Je me dois d'apporter mon grain de sel ou de folie (c'est approprié) après la lecture de quelques critiques sur ce film. Pour commencer, et c'est utile, A Dangerous Method ne s'écarte pas des thématiques abordées habituellement par Cronenberg, à commencer par l'idée d'aliénation de l'individu et la perte de contrôle des sens et de la corporalité. Mais toute la complexité de Cronenberg est de ne pas choisir de source et de traitement à l'identique. Ici on est sur une adaptation, et pas dans le registre fantastique, ni science fiction, ni policier ou mafieux, et ça n'est pas sa première adaptation réussie. A cet égard on pourra parler de "Dead Zone" dans un tout autre genre, ou les thématiques de perte de raison, de corporalité, d'individuation sont déclinées d'une autre façon.
Quoi qu'il en soit, Cronenberg alterne, et en cela il rend complexe le perception de ses intentions. Dans ce cas là, il s'agit de tirer l'essence étrange des relations épistolaires entre les deux psychanalystes célèbres et une tierce personne. En apparence une adaptation d'une pièce de théatre et d'un roman au fond et contenu historique qui tente d'éclairer un pan de l'histoire majeure, celle des révolutions de l'analyse de l'esprit: "La peste" dira Freud avant d'arriver aux Etats-Unis. Car si Cronenberg s'intéresse à une chose, c'est bien la dualité, qui est poussée dans une sorte d'extrême, en démontre le jeu au bord de l'hystérie douloureuse de Keira Kneightley, dont visages , corps et voix se trouvent déformés quasiment jusqu'une laideur particulière. Et cette difformité va gagner progressivement la totalité des personnages, et jusqu'au monde, alors qu'une guerre déjà entamée dans les âmes se prépare. Le support est supposé l'histoire et cette histoire, mais les moments choisis indiquent les tourments qui fascine l'auteur.
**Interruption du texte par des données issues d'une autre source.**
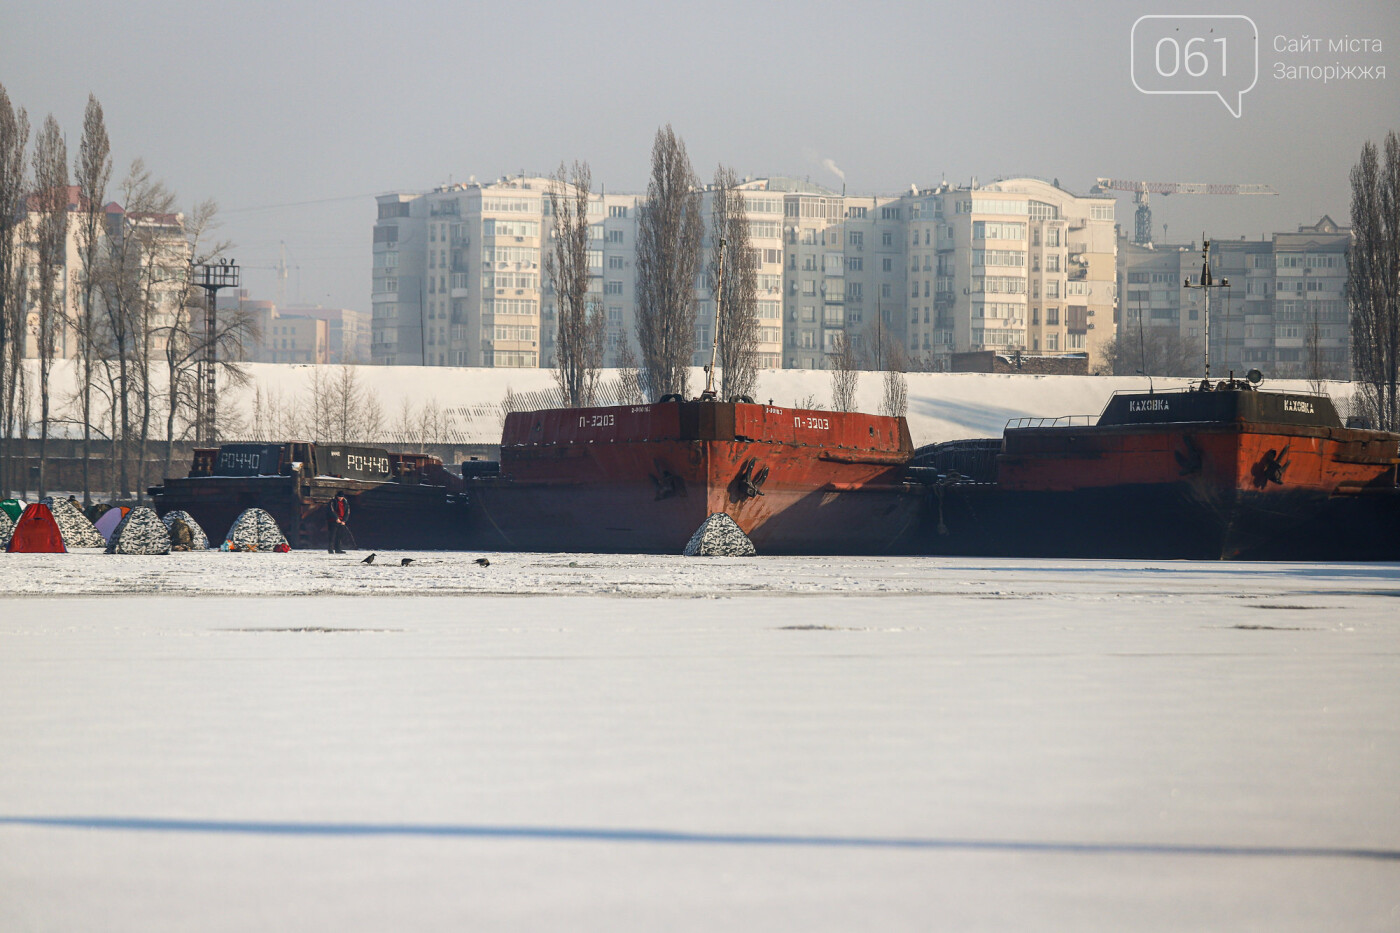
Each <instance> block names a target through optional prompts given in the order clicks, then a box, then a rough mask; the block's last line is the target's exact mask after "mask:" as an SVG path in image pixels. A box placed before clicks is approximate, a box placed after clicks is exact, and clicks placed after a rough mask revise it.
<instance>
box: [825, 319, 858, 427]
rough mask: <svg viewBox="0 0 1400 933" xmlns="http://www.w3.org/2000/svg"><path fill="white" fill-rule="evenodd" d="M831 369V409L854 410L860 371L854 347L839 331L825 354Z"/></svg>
mask: <svg viewBox="0 0 1400 933" xmlns="http://www.w3.org/2000/svg"><path fill="white" fill-rule="evenodd" d="M826 359H827V366H830V368H832V409H833V410H837V412H854V410H855V389H857V387H858V385H860V380H861V370H860V359H858V357H857V354H855V346H854V345H853V342H851V338H850V335H847V333H846V331H839V332H837V333H836V339H834V340H833V342H832V352H830V353H827V354H826Z"/></svg>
Il fait un tour dans la psyché et l'inconscient de ses malades et de ses maladies, les siennes propres et celles de ses personnages. En naît un Cronenberg dont la démence n'est pas toujours frontale ou bien visuelle ou visualisable, comme dans Crash ou il imbriquait le désir érotique et la mutilation contrôlée issue du danger et d'un besoin libérateur de la mort, et ou il s'interrogeait à haute voix sur les mensonges révélés par la confrontation à l'intensité puissante des derniers instants, opposés a l'absurdité et la raison comme tentative désespérée d'évitement. La voilà la méthode dangereuse, décrite et décortiquée.
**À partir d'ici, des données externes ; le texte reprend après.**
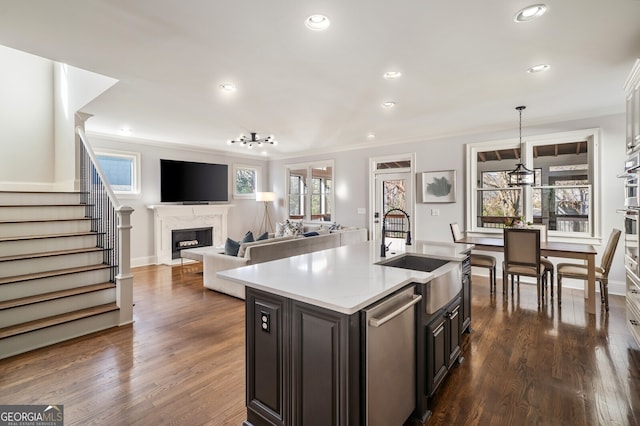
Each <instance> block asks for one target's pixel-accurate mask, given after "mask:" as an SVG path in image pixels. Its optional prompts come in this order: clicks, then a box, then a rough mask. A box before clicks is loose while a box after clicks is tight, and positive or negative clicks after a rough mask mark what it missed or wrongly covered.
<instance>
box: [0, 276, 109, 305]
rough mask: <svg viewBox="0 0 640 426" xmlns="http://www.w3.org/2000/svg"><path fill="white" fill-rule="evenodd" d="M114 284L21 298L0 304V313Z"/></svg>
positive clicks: (81, 293) (51, 292) (97, 285)
mask: <svg viewBox="0 0 640 426" xmlns="http://www.w3.org/2000/svg"><path fill="white" fill-rule="evenodd" d="M115 286H116V285H115V284H114V283H110V282H107V283H100V284H91V285H86V286H83V287H74V288H71V289H68V290H60V291H53V292H51V293H43V294H37V295H35V296H29V297H22V298H20V299H13V300H7V301H4V302H0V311H1V310H4V309H11V308H16V307H18V306H25V305H32V304H35V303H40V302H46V301H49V300H56V299H62V298H65V297H70V296H76V295H79V294H86V293H91V292H94V291H100V290H106V289H109V288H113V287H115Z"/></svg>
Aussi est il préférable d'être prévenu avant de visionner, c'est un Cronenberg, un vrai Cronenberg pour les adeptes des thématiques, de la "filmique" caractéristique, esthétisante, de ce cinéaste, en aucun cas des genres utilisés, et qui ne sont que des outils, pour aborder les mêmes sujets, de manière antécédente et postérieure. Et en ce qui précéde et suit ne voyez que l'application de sa méthode la plus vivace à questionner l'être sa raison.